China, so stellt man sich das manchmal gern vor, wurde dazu verdammt, die Geschichte von Kapitalismus, Liberalismus, sogar von der Demokratisierung und ihrem Scheitern, von Boom und Krise, wie sie den Westen prägte, in kurzer Zeit und trotz der gewaltigen Größe des Landes oft auf engem Raum zu durchlaufen. Wenn man dann dort ist, mag man bemerken, dass dies auch nur eines von vielen möglichen Bildern ist. Aber eben das, was uns am meisten angeht. Und deswegen gibt es eine bestimmte Art von chinesischen Filmen, in die ein aufgeschlossenes und melancholisches westliches Publikum blickt wie in einen Spiegel.

Asche ist reines Weiß erzählt, wie alle Filme von Jia Zhangke, eine Geschichte an den Bruchlinien der Modernisierung. Genauer gesagt ist es eher das Zerfallen einer Geschichte an ihrer Zeit, so wie das Zerfallen von Subjekten, wovon der Film handelt.
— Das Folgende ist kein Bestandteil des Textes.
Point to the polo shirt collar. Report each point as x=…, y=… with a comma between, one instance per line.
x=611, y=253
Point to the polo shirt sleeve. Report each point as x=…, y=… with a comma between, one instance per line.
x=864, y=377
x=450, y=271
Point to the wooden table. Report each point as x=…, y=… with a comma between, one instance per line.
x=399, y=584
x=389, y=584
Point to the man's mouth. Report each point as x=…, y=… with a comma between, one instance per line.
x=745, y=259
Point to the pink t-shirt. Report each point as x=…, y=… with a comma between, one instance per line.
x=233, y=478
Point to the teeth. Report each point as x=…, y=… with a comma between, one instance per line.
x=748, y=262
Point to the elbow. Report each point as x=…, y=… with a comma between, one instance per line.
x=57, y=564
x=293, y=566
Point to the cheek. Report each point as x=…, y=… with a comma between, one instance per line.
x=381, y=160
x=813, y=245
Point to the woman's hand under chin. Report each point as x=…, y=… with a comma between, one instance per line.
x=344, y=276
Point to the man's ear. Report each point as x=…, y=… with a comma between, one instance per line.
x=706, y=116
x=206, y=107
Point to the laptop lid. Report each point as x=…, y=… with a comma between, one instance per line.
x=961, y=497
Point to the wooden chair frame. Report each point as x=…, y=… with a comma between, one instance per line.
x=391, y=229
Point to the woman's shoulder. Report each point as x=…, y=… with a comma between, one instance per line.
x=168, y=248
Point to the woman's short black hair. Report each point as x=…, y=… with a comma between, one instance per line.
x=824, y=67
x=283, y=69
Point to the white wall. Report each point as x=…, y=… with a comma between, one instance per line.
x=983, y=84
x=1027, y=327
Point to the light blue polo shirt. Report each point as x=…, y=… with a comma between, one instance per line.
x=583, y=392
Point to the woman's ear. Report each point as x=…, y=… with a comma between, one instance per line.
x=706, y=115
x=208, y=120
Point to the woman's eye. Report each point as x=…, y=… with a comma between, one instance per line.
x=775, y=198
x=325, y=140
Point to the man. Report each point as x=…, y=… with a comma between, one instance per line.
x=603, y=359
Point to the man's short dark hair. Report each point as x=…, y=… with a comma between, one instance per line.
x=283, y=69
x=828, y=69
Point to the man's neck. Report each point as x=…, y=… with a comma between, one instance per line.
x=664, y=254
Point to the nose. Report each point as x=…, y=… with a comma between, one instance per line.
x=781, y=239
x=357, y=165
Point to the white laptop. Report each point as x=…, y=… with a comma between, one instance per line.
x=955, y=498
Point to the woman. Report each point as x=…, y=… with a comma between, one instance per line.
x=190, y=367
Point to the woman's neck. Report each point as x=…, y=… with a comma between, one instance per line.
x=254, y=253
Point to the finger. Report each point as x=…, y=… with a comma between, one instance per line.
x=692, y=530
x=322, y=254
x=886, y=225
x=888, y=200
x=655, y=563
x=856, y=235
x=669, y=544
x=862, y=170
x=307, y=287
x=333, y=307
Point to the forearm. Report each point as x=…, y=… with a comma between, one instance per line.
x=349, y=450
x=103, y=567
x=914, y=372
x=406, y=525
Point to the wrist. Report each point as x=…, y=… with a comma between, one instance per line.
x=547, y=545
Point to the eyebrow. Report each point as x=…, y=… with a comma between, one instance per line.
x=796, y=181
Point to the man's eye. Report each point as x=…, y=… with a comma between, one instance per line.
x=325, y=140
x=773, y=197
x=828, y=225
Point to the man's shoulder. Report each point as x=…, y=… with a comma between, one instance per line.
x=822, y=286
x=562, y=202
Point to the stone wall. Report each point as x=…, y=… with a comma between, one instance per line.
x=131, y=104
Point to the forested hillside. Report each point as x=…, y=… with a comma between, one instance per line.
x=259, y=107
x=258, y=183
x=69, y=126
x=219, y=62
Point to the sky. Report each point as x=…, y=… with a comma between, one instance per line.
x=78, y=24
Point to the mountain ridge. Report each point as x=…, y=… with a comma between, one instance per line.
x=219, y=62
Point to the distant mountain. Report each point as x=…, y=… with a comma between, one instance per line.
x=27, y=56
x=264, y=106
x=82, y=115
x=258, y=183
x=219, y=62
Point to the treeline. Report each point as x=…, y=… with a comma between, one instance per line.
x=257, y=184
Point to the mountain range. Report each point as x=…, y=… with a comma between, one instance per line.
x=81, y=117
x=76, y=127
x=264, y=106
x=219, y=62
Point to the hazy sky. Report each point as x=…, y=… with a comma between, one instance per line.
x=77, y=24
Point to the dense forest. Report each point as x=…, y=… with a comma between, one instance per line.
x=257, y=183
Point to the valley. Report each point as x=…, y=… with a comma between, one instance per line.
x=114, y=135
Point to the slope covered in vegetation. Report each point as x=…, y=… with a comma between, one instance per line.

Der erste Teil spielt im Milieu eines provinziellen Gangstertums. Bin (Liao Fan) ist ein lokaler Boss, der seine Hände im Glücksspiel und in der Grundstücksspekulation hat. Seine Braut ist Qiao (Zhao Tao), eine junge Frau aus bäuerlichem Milieu, die sich kleidet und gibt, als hätte sie ein paar Filme zu viel gesehen und ein paar Magazine zu viel betrachtet. Bin wird, so kennen wir das aus Gangsterfilmen, Opfer eines Generationswechsels. Einer seiner Auftraggeber wird ermordet, er selbst von jugendlichen Banden angegriffen. Bei einem zweiten Überfall nimmt Qiao die Pistole in die Hand, um die Angreifer in die Flucht zu schlagen.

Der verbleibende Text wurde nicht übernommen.